L’histoire de Leeway débute en 1983 lorsque qu’A.J. Novello (guitare) et Eddie Sutton (chant) décident de prendre part eux aussi à l’explosion de la scène Hardcore new-yorkaise. Originaire du Queens, le groupe qui officie alors sous le nom de The Unruled se distingue rapidement de ses homologues grâce à une musique beaucoup plus proche du Thrash et de la scène Metal que du Punk/Hardcore développé alors par des formations telles qu’Agnostic Front, Murphy’s Law, Bad Brains ou encore Warzone. Avec l’aide d’autres groupes new-yorkais tels que Carnivore, Cro-Mags, Crumbsuckers ou Stormtroopers Of Death (S.O.D.), Leeway (rebaptisé ainsi depuis 1984) va alors largement contribuer au développement de ce que l’on nomme le Crossover, un style bâtard qui commence à largement se répandre un peu partout aux Etats-Unis (Dirty Rotten Imbeciles (D.R.I.), Suicidal Tendencies, Verbal Abuse, Cryptic Slaughter, Excel...) et qui, comme son nom l’indique, va faire le pont entre l’agressivité et la puissance du Thrash et l’intensité et le discours authentique et contestataire du Hardcore.

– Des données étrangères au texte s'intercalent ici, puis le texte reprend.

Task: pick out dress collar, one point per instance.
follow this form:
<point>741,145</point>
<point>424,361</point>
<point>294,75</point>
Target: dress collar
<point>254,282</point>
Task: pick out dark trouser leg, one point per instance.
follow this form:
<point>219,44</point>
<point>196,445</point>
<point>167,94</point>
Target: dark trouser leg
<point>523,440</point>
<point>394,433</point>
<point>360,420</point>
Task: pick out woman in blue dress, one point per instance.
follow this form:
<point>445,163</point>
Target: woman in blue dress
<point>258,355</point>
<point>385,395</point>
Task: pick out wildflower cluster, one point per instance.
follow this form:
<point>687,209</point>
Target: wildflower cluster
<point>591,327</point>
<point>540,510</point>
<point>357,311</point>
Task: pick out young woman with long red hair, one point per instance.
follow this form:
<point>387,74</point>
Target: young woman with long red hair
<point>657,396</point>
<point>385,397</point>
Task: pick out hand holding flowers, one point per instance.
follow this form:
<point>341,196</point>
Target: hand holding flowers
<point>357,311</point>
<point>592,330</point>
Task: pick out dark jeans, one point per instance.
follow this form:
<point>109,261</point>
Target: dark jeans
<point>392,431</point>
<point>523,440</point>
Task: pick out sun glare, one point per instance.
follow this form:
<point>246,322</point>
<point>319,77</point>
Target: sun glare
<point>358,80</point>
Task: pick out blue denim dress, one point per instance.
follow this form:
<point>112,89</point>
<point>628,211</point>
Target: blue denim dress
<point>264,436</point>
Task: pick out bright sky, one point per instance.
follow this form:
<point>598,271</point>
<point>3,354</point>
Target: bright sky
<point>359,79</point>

Après deux démos dont la dernière intitulée
Enforcer parue en 1985, le groupe entre en studio en septembre 1987 afin d’enregistrer son tout premier album,
Born To Expire. Au même moment, Leeway signe sur Profile Records, un label essentiellement spécialisé dans le Rap mais qui souhaite néanmoins s’ouvrir à d’autres styles dont le Thrash et le Hardcore en signant quelques groupes tels que Cro-Mags, Murphy’s Law et Wargasm. Malheureusement, cette signature n’apportera rien de bien satisfaisant à Leeway qui va devoir ronger son frein avant de voir arriver dans les bacs son tout premier album. Car c’est plus d’un an après son enregistrement, en janvier 1989, que celui-ci va finalement voir le jour...
Au fil des années et en dépit de l’influence de Leeway et de ce premier album sur la scène Hardcore,
Born To Expire va finir inéluctablement par se faire de plus en plus rare jusqu’à devenir un véritable objet de convoitise pour tous les amateurs de NYHC nés quelques années trop tard ou qui n’avait pas le portefeuille suffisamment garni à l’époque. Il faudra attendre 2014 et 2015 pour voir ainsi
Born To Expire réédité comme il se doit. D’abord par le label brésilien Marquee Records à l’occasion des vingt-cinq ans de l’album puis par Reality Records, structure belge spécialisée dans le Hardcore et à qui l’on doit les dernières sorties européennes de groupes tels que Mizery ou Suburban Scum. C’est cette dernière qui nous intéresse ici. Il s’agit d’une version remasterisée sur laquelle figure en plus de l’album neuf titres live enregistrés au Ritz de New-York en 1986. Le livret et l’artwork ont également été retravaillé avec quantité de photos supplémentaires ainsi que quelques notes signées Carlos Ramirez (NoEcho.net), Craig Setari (Youth Of Today, Sick Of It All, Cro-Mags, Agnostic Front), Darryl Jennifer (Bad Brains) ou encore Mike Dijan (Breakdown, Skarhead, Crown Of Thornz). De quoi tout connaître de l’histoire de Leeway.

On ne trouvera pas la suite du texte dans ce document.